Ames is a founder and the editor of the eXile, a Russian alternative weekly for the English-speaking that's so wild and wooly it forces us to confront the painful truth that there may now be more freedom of the press in Russia than in the US.

Ames, pugnacious by nature (at least in his writing) is battle-tested by a decade in post-perestroika Moscow. He's thus equipped to handle the accusation for which a superficial reading of Going Postal leaves him wide open -- that he's justifying the killings.

"Rather than looking outside of the office world for an explanation," Ames writes of workplace shootings, "why not consider the changes within America's corporate culture itself?"

Because it results in the death of innocents, a massacre by a heretofore unknown entity obscures what causes it.

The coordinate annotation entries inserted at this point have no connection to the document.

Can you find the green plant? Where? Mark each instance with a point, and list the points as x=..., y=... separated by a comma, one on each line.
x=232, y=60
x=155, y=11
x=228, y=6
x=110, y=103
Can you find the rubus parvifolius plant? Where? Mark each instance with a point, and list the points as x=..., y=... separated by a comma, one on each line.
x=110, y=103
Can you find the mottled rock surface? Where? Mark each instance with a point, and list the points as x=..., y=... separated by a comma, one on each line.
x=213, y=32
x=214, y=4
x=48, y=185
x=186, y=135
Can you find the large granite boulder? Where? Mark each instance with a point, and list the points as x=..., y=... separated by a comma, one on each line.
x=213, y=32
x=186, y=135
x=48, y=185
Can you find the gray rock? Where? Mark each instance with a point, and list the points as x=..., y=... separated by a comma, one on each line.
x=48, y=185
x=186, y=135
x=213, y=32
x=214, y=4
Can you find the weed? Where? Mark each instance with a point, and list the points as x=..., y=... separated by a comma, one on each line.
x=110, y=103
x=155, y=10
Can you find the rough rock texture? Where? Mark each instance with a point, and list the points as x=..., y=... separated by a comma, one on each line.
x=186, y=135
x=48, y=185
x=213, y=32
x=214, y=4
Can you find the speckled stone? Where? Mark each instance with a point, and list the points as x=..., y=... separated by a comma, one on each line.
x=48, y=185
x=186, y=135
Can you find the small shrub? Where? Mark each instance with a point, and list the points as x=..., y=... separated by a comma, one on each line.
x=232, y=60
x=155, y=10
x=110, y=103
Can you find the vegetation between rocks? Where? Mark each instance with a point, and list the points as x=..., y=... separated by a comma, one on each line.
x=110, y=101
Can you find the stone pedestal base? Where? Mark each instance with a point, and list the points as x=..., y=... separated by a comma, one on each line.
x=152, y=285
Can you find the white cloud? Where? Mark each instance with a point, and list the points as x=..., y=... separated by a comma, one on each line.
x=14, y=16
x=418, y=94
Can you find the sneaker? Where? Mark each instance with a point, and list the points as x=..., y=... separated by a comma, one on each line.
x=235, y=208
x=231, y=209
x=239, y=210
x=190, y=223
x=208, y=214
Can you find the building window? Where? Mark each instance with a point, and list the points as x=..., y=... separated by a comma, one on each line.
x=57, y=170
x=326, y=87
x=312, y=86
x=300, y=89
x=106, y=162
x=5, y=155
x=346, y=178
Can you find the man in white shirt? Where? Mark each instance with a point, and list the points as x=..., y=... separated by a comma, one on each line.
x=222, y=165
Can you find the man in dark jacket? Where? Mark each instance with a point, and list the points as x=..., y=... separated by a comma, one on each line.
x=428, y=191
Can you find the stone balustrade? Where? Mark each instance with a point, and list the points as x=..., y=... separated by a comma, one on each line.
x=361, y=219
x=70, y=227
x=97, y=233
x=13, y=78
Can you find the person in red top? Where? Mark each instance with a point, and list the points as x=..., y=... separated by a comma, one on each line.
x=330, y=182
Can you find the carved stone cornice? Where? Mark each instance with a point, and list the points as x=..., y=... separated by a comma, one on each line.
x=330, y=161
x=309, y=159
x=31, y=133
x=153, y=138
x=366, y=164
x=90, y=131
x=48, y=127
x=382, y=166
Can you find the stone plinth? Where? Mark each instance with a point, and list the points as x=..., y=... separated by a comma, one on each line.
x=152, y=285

Difficulty identifying exactly who was targeted masks the motive. But Ames chronicles case after case of a worker who's singled out for scut work and judged by separate standards. Wilting under the pressure, he invites further abuse, before ultimately erupting in a random shooting.

Except, Ames maintains, there's nothing random about it. Besides hunting down a hated supervisor or executive, the killer also mows down co-workers. Why? Because he seeks to destroy the company as an entity. This is the stuff of which uprisings are made.

In fact, Ames devotes part two of Going Postal to building the case that today's workplace shootings are akin to slave rebellions. At the time, outbreaks like Nat Turner's were viewed as inchoate and devoid of political context by a public blissfully unaware that the victims of slavery might have a problem with the institution.

But institutions, like the state whose instrument they are, have a way of steamrolling the little guy. In fact, good old American bullying is at the heart of Going Postal. But, we remonstrate, hasn't bullying in the workplace and schools become a thing of the past since civil rights laws and an ambient political correctness?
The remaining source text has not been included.